The co-founder and main investor in High Sobriety, Michael Welch, is a recovering heroin addict who was helped by a traditional, 12-step program. He also co-owns and operates several 12-step-based rehabilitation clinics that have a total of 100 beds. (Charges range from $25,000 to $80,000 a month for a private room).

“Every single treatment center knows it, and we know it,’’ Welch said. “Some of us have had the same clients, five, 10, 15 times over. We say: ‘We just can’t reach Billy, we just can’t reach Joe.’”

Why not, he said, try marijuana to help take the edge off for clients who “can’t face the emotional threshold” of abstinence.

“People are dying,” he said.

His co-founder, Joe Schrank, argued that marijuana will not kill patients as opiates do.
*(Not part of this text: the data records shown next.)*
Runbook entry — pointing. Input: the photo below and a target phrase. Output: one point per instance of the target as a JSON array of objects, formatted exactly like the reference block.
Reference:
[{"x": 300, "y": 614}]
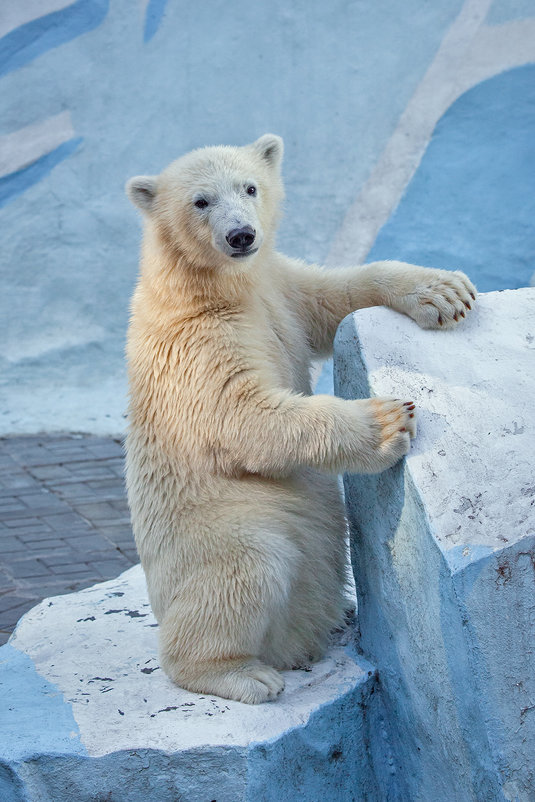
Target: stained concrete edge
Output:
[
  {"x": 91, "y": 713},
  {"x": 449, "y": 627}
]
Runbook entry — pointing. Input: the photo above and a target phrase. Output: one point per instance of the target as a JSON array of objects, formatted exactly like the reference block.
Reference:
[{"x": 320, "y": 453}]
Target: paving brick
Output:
[
  {"x": 11, "y": 507},
  {"x": 25, "y": 522},
  {"x": 9, "y": 543},
  {"x": 108, "y": 569},
  {"x": 74, "y": 490},
  {"x": 42, "y": 501},
  {"x": 64, "y": 520},
  {"x": 97, "y": 511},
  {"x": 25, "y": 568},
  {"x": 50, "y": 472},
  {"x": 18, "y": 480},
  {"x": 91, "y": 541}
]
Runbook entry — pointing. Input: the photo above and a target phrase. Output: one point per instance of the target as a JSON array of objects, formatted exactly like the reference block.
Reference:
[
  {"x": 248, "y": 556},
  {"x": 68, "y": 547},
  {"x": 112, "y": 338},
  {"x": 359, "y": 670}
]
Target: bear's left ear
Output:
[
  {"x": 270, "y": 147},
  {"x": 142, "y": 191}
]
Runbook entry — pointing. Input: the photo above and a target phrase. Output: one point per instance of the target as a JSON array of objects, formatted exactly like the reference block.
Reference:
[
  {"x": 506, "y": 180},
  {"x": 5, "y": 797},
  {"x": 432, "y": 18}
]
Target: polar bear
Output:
[{"x": 231, "y": 461}]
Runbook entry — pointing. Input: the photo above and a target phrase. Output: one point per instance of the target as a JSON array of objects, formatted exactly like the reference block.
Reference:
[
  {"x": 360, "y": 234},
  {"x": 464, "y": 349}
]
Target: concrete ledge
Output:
[
  {"x": 444, "y": 546},
  {"x": 92, "y": 716}
]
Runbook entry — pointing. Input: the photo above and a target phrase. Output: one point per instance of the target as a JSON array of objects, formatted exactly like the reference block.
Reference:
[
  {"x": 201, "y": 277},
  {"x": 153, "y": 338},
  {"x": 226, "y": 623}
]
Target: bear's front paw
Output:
[
  {"x": 440, "y": 299},
  {"x": 396, "y": 425}
]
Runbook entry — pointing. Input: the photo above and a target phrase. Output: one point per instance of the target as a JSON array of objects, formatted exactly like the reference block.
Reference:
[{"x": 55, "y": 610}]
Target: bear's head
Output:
[{"x": 218, "y": 205}]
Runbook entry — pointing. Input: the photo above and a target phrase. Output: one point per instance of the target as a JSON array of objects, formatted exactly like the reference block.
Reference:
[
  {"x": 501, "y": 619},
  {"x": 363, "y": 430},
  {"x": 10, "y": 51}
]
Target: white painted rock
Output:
[
  {"x": 444, "y": 545},
  {"x": 91, "y": 713}
]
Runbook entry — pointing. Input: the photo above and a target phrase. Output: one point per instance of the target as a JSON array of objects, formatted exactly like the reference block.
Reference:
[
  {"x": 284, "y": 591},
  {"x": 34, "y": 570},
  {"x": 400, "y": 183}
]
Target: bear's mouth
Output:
[{"x": 241, "y": 254}]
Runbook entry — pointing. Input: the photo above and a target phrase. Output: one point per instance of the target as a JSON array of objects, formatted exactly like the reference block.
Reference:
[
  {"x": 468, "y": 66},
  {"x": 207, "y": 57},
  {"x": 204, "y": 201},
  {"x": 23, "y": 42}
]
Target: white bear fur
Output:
[{"x": 231, "y": 461}]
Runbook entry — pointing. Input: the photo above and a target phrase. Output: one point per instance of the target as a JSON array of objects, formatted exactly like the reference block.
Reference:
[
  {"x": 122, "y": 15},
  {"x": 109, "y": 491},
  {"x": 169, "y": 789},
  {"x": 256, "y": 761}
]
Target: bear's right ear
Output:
[
  {"x": 142, "y": 191},
  {"x": 271, "y": 148}
]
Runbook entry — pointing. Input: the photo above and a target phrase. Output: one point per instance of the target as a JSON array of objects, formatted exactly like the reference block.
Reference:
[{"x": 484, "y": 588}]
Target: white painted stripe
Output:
[
  {"x": 14, "y": 13},
  {"x": 23, "y": 147},
  {"x": 469, "y": 54}
]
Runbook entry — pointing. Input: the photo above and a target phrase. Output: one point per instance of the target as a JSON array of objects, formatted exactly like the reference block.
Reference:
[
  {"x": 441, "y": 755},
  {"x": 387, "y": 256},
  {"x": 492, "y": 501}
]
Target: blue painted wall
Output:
[
  {"x": 145, "y": 83},
  {"x": 471, "y": 204}
]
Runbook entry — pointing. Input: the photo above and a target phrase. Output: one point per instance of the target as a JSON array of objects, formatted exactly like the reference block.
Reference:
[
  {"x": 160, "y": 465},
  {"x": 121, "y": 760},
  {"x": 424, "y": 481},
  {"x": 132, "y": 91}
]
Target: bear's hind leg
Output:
[{"x": 212, "y": 633}]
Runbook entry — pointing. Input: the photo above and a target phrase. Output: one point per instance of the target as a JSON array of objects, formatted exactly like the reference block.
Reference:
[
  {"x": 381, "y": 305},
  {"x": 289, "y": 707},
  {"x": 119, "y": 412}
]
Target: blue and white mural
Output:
[{"x": 95, "y": 91}]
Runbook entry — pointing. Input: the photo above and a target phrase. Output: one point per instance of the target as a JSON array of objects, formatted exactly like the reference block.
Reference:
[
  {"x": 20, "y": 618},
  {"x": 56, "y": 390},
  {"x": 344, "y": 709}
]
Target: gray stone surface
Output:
[
  {"x": 443, "y": 546},
  {"x": 112, "y": 726},
  {"x": 64, "y": 521}
]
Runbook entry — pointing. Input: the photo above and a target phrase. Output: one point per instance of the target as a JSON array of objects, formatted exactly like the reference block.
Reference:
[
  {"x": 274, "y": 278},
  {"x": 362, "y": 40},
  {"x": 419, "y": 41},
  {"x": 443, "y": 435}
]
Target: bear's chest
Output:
[{"x": 285, "y": 345}]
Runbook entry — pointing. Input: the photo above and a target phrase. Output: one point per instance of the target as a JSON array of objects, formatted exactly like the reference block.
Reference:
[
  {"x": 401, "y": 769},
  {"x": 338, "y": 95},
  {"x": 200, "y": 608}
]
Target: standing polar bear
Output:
[{"x": 231, "y": 461}]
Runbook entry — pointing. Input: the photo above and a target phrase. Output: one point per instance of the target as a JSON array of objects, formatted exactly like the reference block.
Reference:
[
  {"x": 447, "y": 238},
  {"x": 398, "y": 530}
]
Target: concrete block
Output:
[
  {"x": 443, "y": 546},
  {"x": 90, "y": 715}
]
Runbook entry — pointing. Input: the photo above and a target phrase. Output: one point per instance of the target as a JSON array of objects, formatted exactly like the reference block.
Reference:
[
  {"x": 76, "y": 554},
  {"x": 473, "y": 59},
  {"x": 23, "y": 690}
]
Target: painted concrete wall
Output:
[
  {"x": 94, "y": 91},
  {"x": 443, "y": 546}
]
But it does help clients sleep, relax and develop an appetite. The drug, he said, gives addicts some sense of emotional control.

High Sobriety’s first inpatient was Michaud, who shared his story in February. It seems tailor made to test their hypothesis. A military brat who moved around, he said he felt traumatized when his homosexuality surfaced as a child and he was told in places like Kansas and South Carolina that he wasn’t gay but suffering from various mental disorders. Self-hatred led to self-medication, until his life, he said, was a cocktail party of morphine, heroin and pills.

His mother, Kristen Michaud, said that over the years she sent him to half a dozen programs, several of them more than once, and spent more than $300,000. But he has stayed the course at High Sobriety, which Schrank attributed to the availability of marijuana.

“If this kid doesn’t get cannabis, he’s a goner,” said Schrank, himself a recovering addict who previously founded and ran a clinic in Brooklyn. “If it wasn’t for cannabis, he’d have bolted in the middle of the night.”